The phenotypic characteristics of lines and clones from three recall cultures are summarized in Table 1. The RM1 cell line showed 50% cytoxicity at an E:T ratio of 2. About 72% of the cells expressed CD107, with similar levels of cells showing intracellular IFNγ production, and specificity for flu peptide assessed by HLA-A2-M158–66 pentamer binding. The line is heterogeneous as can be directly evidenced from the four clones derived from it. Two clones C1, and C2 had strong lytic potential, a high percentage of CD107 expression, IFNγ production, and pentamer binding (all >90%), reflecting the purity of the cell population. Two other RM1- derived clones (C3 and C4) had no lytic potential. The absence of lytic potential was accompanied by an absence of the other measured functions. The cell line RM2 had very low lytic ability, and very low degranulation, Ifn-production and pentamer binding. The F2 cell line showed no lysis, or other phenotypic markers. The data indicate the expected correlation between cytotoxicity measured by chromium release and degranulation as measured by CD107 expression.

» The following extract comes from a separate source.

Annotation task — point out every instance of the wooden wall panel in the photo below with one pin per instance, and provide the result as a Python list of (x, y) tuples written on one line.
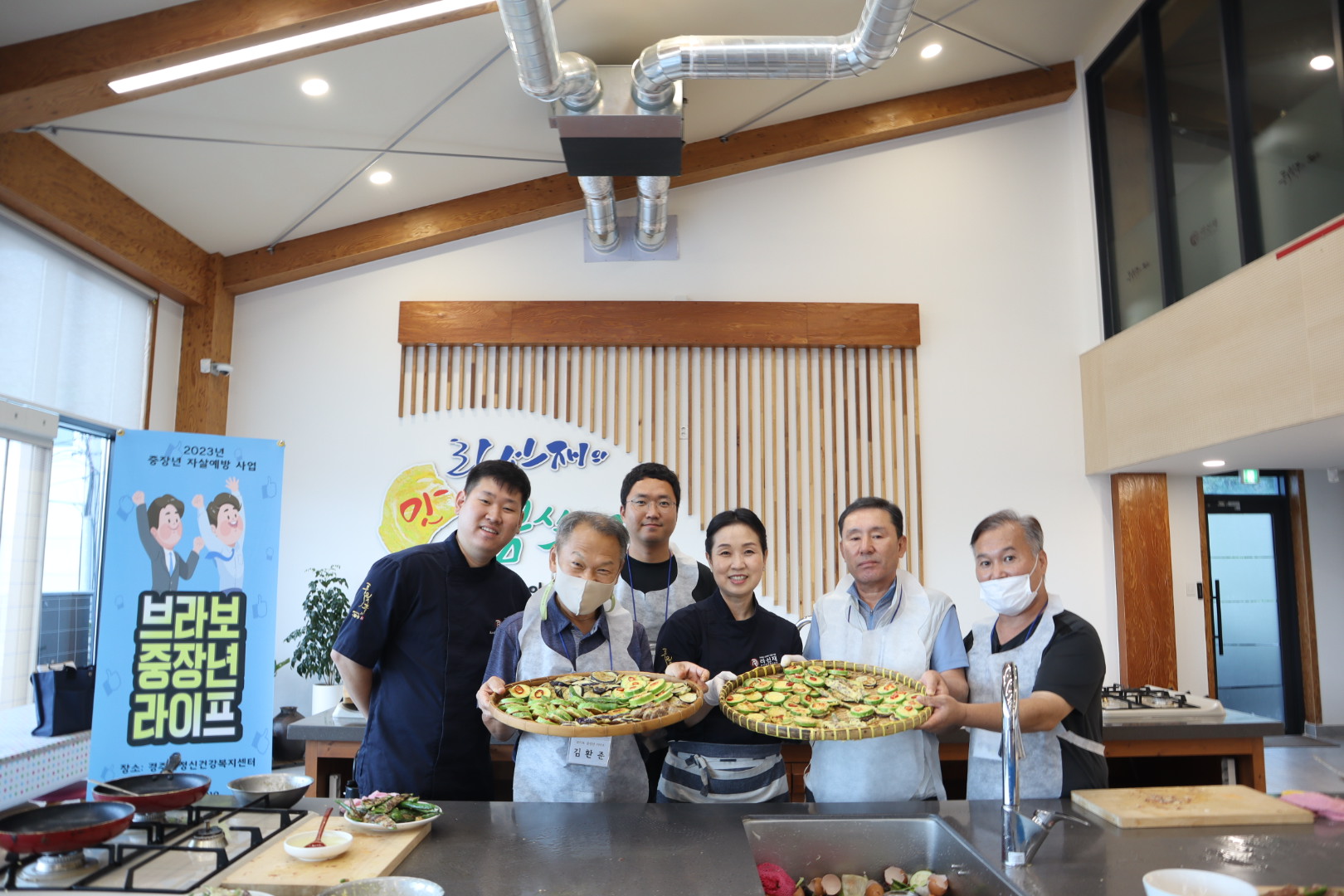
[(1305, 597), (1147, 618), (791, 433), (616, 324)]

Ifn-γ production and pentamer binding were also associated with cytotoxicity.

Table 1.

ID ED50
E:T
%
CD107
%
IFNγ
%
Pentamer
RM1 2:1 72 73 70
C1
(RM1)
1:1 92.4 94.2 94.8
C2
(RM1)
1:1 90.4 90.9 93.9
C3
(RM1)
No
Lysis
0 0 0
C4
(RM1)
No
Lysis
0 0 0
RM2 >20:1 8 8 10
F2 No Lysis 0 0 2

The repertoire of functional flu specific CD8 T cells generated in a short term culture is polyclonal and complex

The above data indicate that the CD107 mobilization assay is useful for identifying functional M158–66 specific CD8 T cells. To analyze functional repertoires as defined by degranulation we chose PBMC from four HLA-A2 individuals who we had studied previously using our standard approach of analyzing CD8 cells from recall cultures. The PBMC were cultured with M158–66 peptide in the presence of IL2 for 2 weeks. A portion of each culture was remobilized with antigen followed by isolation of CD8+ CD107+ cells (referred to as the CD107 repertoire). Clonotypes were identified on the basis of the CDR3 nucleotide sequence of the BV19 TCR using our previously described colony counting approach (3) and named using our clonotype naming convention (14).

The CD107 repertoire of the four subjects showed a high degree of polyclonality (Figure 2). For each subject, the clonotypes are displayed in descending order of frequency of observation. For each subject the repertoires were comprised of a number of different clonotypes (N). The clonotype distribution was variable but in each individual there was a clonotype with a maximum number of observations (Rmax), and a number of clonotypes that were observed only once (singletons, Ns).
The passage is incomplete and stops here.